Frecuentemente los términos explícito e implícito se asocian más con tareas que con sistemas de memoria, siendo el propio Schacter (1987; Schacter y Tulving, 1994) quien reconoce que no puede hablarse de sistemas de memoria implícitos y explícitos aunque es frecuente encontrar en la literatura esta mención a los sistemas. Los términos explícito e implícito son conceptos descriptivos que se refieren a las diferentes formas en que una memoria puede expresarse (Schacter y Tulving, 1994).
Diferentes propuestas tratan de explicar la ejecución de las tareas implícitas: el sistema PRS de representación perceptiva y el sistema QM o de cuasimemoria sin huella.
Schacter (1992, 1994) propone un sistema de representación perceptiva (PRS) responsable de los efectos de facilitación en el acceso a la información almacenada en la memoria, que se darían en la recuperación implícita. El sistema PRS actuaría independientemente del sistema de memoria episódico o declarativo y sería el encargado de procesar y representar la información sobre formas y estructuras dejando de lado significados y otras propiedades asociativas de palabras y objetos.
Por otro lado, Hayman y Tulving (1989 a y b) sugieren que los efectos de facilitación se producirían por la mediación de otro sistema de memoria que denominan cuasimemoria sin huella (QM), de propiedades también muy diferentes a las del sistema de memoria episódico. En este sistema QM cuando se produce una presentación sensorial el aprendizaje ocurre por cambios en los procedimientos que operan con los estímulos, y no por el establecimiento de huellas que representen los estímulos originales necesarios para la recuperación consciente. Los cambios en el sistema QM incrementan la probabilidad o rapidez de respuesta ante un determinado estímulo, pero no suponen el conocimiento de que un estímulo se haya presentado en un momento dado.

Procesos de recuperación

Como señalamos al inicio del capítulo, para resolver tareas de memoria se pueden emplear dos tipos de procesos: a) la activación de una representación mental que facilita la accesibilidad de la información almacenada, y b) la elaboración que establece relaciones entre los diferentes componentes mentales de los contenidos e incrementa su probabilidad de recuperación (Graf y Mandler, 1984). Es decir, la mayor parte de las tareas de memoria podrían ejecutarse mediante procesos automáticos o controlados, asociados a distintos niveles de conciencia, pero de idénticos resultados si medimos su efectividad únicamente en términos de exactitud. Así ocurre tanto con tareas de recuerdo como con tareas de reconocimiento.

Reconocimiento
En el reconocimiento de personas las experiencias de memoria darían lugar a dos formas diferentes de realizar la tarea de identificación: por familiaridad (me suena esa cara) o por identificación (justo esa es la persona que el viernes de la semana anterior, en el garaje, me robó la cartera). La primera implica un camino directo que no precisa de procesamiento consciente, mientras que la identificación es indirecta y requiere de un proceso de elaboración consciente (Mandler, 1980).

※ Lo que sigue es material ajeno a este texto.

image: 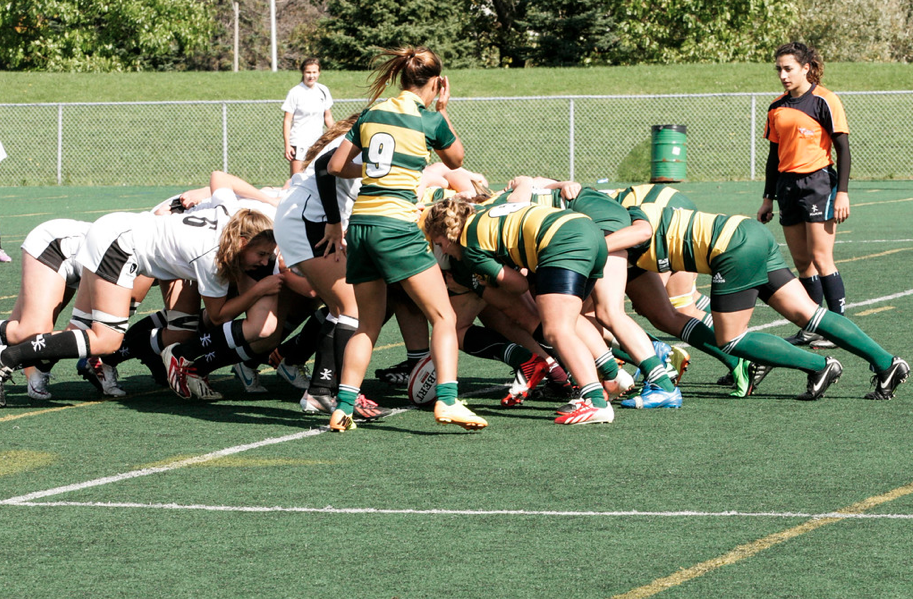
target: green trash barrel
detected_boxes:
[650,125,688,183]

En la misma dirección, Jacoby y Dallas (1981) proponen dos tipos de reconocimiento, reconocimiento perceptivo y memoria de reconocimiento. El reconocimiento perceptivo se lleva a cabo mediante juicios de familiaridad, teniendo en cuenta información física; mientras que la memoria de reconocimiento coincide con el reconocimiento por identificación como resultado de procesos de elaboración planteado por Mandler (1980), mediante procesos de toma de decisión que implican la recuperación del contexto en que se codificó la información.

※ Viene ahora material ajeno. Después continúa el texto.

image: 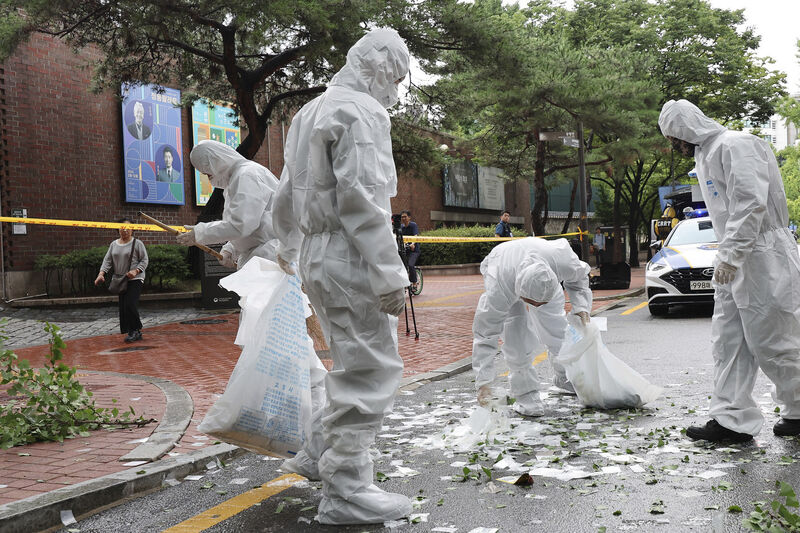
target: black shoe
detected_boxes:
[772,418,800,437]
[686,420,753,442]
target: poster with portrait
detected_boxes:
[442,161,478,207]
[122,85,185,205]
[192,100,241,205]
[478,167,506,211]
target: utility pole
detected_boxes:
[578,119,589,263]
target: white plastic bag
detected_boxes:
[558,316,662,409]
[198,258,320,457]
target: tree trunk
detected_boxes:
[561,178,576,233]
[606,172,624,263]
[531,128,547,235]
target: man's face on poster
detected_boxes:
[133,104,144,126]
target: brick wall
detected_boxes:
[0,34,530,290]
[0,34,288,271]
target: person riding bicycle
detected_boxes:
[400,211,422,289]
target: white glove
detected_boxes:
[218,250,236,268]
[478,385,493,407]
[278,254,295,276]
[175,226,197,246]
[714,261,737,285]
[575,311,590,326]
[381,289,406,316]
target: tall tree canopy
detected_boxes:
[428,0,784,265]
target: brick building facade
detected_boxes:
[0,34,530,299]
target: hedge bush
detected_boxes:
[417,225,527,265]
[34,244,192,296]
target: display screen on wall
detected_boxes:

Los procesos que se llevan a cabo cuando el sujeto necesita recuperar el contexto para responder de forma analítica a las tareas (procesos de toma de decisión) son conscientes y controlados. La característica principal de la recuperación controlada es la elaboración (Baddeley, 1982; Jones, 1982; Mandler, 1980). Se trata de una recuperación costosa, analítica, que incluye varios procesos como la generación de candidatos y su reconocimiento (Anderson y Bower, 1972), o la integración contexto-información perceptiva y subsiguiente ecforía (Tulving, 1983). El procesamiento controlado se encuentra guiado por el contexto. Según Anderson y Bower la búsqueda no se realiza al azar sino que el contexto la delimita. Los indicios de recuperación serán claves que permitirán que la recuperación se complete satisfactoriamente. Sin ellos los procesos de búsqueda pueden dar como resultado la recuperación de información errónea debido a la multitud de representaciones que pueden existir en el sistema, tantas como significados tengan los estímulos (Anderson y Bower, 1974; Tulving y Thomson, 1973).

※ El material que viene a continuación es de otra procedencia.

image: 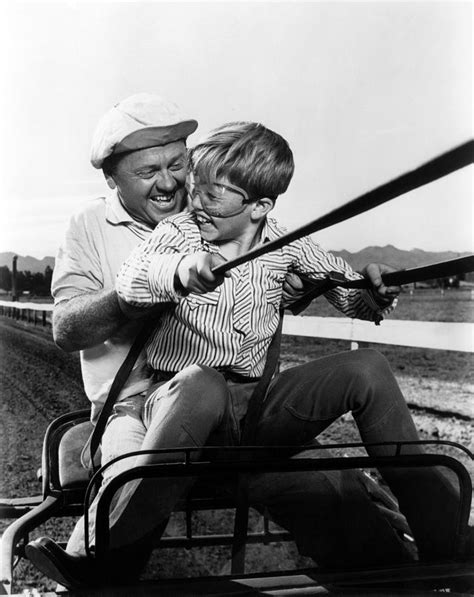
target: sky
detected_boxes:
[0,0,474,258]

Los procesos basados en la fluidez perceptiva son automáticos y se producen normalmente cuando se realizan reconocimientos por adivinación. La facilitación que se produce en una tarea indirecta de memoria no necesita ir acompañada por ningún tipo de intención de recordar o conciencia de hacerlo, mientras que la ejecución de una tarea directa de memoria requiere que los sujetos recuperen intencionalmente un episodio pasado (Jacoby, 1991, 1994).
Jacoby y Dallas (1981) relacionan su distinción con la propuesta de Tulving (1972) que distingue entre memoria episódica y memoria semántica. El reconocimiento por identificación es una tarea de memoria episódica, ya que depende de que se haya formado una huella episódica; mientras que el reconocimiento perceptivo es una tarea de memoria semántica que depende solamente del nivel de activación de la representación semántica del ítem evaluado. Este hecho explica por qué variables como el nivel de procesamiento afectan al reconocimiento por identificación y no al reconocimiento perceptivo, puesto que el nivel de procesamiento influye en la probabilidad de que se forme una huella episódica. En esta dirección, Jacoby (1982) señala que el escaso rendimiento en tareas de reconocimiento que presentan los sujetos amnésicos se explica porque no son capaces de utilizar espontáneamente procesos de elaboración durante la fase de estudio de la información y tienden a basarse en una identificación perceptiva para resolver las tareas de reconocimiento.
En la recuperación de información semántica el sujeto no es consciente del contexto en que se adquirió ese conocimiento. Sin embargo, una de las características principales de la memoria episódica es precisamente que el sujeto es consciente de estar recordando una experiencia previa (Tulving, 1983). En el primer caso se habla de experiencia de conocimiento y en el segundo caso de experiencia de recuerdo. De esta forma, el reconocimiento perceptivo (tarea de memoria semántica) no requiere que el sujeto sea consciente de que está recuperando para que aparezcan efectos del estudio previo.

Recuerdo
En el recuerdo ocurre algo similar al reconocimiento. El recuerdo incidental autobiográfico es una experiencia relativamente común, que frecuentemente se produce en situaciones en las que algo de pronto evoca el recuerdo de un suceso vivido previamente (Berntsen y Hall, 2004). Sin embargo, en otras ocasiones el recuerdo se hace accesible sólo depués de un costoso proceso de recuperación. Así, podemos diferenciar entre recuerdo intencional y recuerdo incidental.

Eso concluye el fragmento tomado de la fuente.